EE 252 Antennas - Ada Poon
A super unique class that will wreck your brain as you try to figure out Maxwell’s equations for the hundredth time, but super fun project component and was one of the few engineering classes I had taught by female faculty. Antennas are literal black magic and you can join the elite ranks of this rare breed of magicians.
EE 179 Analog & Digital Communications Systems - John Pauly
Play with radios, eavesdrop (legally, mostly) on public radio channels, and learn how to send and receive radio signals that on paper look like just random squiggles - another one of those black magic things. This was a great class that made me appreciate all the weird stuff from EE102A that I didn’t get and Prof. Pauly is world-class when it comes to radios.
Classes That Permanently Scarred Me But I Would Still Take Again Because I’m a Masochist (or it was required)
EE 118 Mechatronics
I cannot go into the lab where this took place anymore without getting chills down my spine. I was so sleep-deprived doing this project I legitimately thought I might die. I probably slept 3 hours a day for 2 weeks straight. Find yourself some teammates that don’t think building custom PCBs is a good idea. They’re not. It’s a miracle all 4 of us are still friends. Or maybe this class is why we’re still friends. Our final report lives on in infamy here.

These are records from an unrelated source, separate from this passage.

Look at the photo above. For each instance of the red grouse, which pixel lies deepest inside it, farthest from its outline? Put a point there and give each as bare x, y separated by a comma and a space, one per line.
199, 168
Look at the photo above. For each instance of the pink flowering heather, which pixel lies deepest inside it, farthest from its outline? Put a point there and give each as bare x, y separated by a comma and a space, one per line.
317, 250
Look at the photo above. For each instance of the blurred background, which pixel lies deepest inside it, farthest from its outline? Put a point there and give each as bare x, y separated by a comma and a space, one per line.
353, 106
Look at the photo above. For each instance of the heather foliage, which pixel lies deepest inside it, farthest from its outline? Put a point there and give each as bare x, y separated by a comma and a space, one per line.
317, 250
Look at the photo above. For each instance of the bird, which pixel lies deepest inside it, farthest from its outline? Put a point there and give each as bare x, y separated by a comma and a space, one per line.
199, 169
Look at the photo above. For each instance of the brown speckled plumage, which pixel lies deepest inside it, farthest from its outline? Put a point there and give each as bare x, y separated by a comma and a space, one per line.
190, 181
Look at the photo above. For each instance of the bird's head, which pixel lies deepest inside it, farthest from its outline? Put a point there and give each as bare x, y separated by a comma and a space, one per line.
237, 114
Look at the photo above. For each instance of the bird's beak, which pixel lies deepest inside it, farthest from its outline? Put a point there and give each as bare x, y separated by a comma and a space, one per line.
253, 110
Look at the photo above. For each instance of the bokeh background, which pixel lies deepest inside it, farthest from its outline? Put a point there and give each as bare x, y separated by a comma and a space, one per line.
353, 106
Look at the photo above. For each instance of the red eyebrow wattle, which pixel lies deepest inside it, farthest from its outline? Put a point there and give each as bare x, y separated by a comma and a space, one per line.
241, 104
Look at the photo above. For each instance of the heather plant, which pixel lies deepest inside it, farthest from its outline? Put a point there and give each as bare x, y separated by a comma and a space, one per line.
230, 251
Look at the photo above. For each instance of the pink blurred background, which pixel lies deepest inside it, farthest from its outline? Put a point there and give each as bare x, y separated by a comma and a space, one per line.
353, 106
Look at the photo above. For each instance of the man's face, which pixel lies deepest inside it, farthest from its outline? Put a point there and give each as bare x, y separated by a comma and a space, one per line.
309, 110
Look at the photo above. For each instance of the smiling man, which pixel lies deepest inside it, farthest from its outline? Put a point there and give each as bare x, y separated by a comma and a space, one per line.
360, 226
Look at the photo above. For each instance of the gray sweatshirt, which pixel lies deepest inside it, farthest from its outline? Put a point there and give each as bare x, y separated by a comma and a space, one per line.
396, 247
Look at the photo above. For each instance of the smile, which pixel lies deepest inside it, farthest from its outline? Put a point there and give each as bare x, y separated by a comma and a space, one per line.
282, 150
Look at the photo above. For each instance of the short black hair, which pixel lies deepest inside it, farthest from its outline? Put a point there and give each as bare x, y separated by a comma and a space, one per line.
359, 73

EE 108 Digital System Design
I am indefinitely haunted by the Pink Panther theme song playing obnoxiously off-tune at 4 am inside a musty old lab. I enjoyed the course content, but man, the projects and lab infrastructure were brutal. On the bright side, if you end up carrying your team, your labmates will forever be indebted to you and you can make sure they will never forget it.
Looking back on all of these, the feelings I had and held on to when I learned to see something in a new way, found something beautiful and artistic, or just learned something straight up super hard and cool, were what made classes stand out to me. I think that’s what a great class and a great education is meant to do. You do the PSETs, the exams, the readings, and the projects. You listen to lectures and go to section and office hours and commiserate with classmates for hours. But at the end of the day, if you come out the other side with a new way of thinking about a problem or a new way of seeing something in the world, that’s all I can really ask for from a class, and makes me feel like, “you know, maybe - just maybe - we did meet those learning objectives.”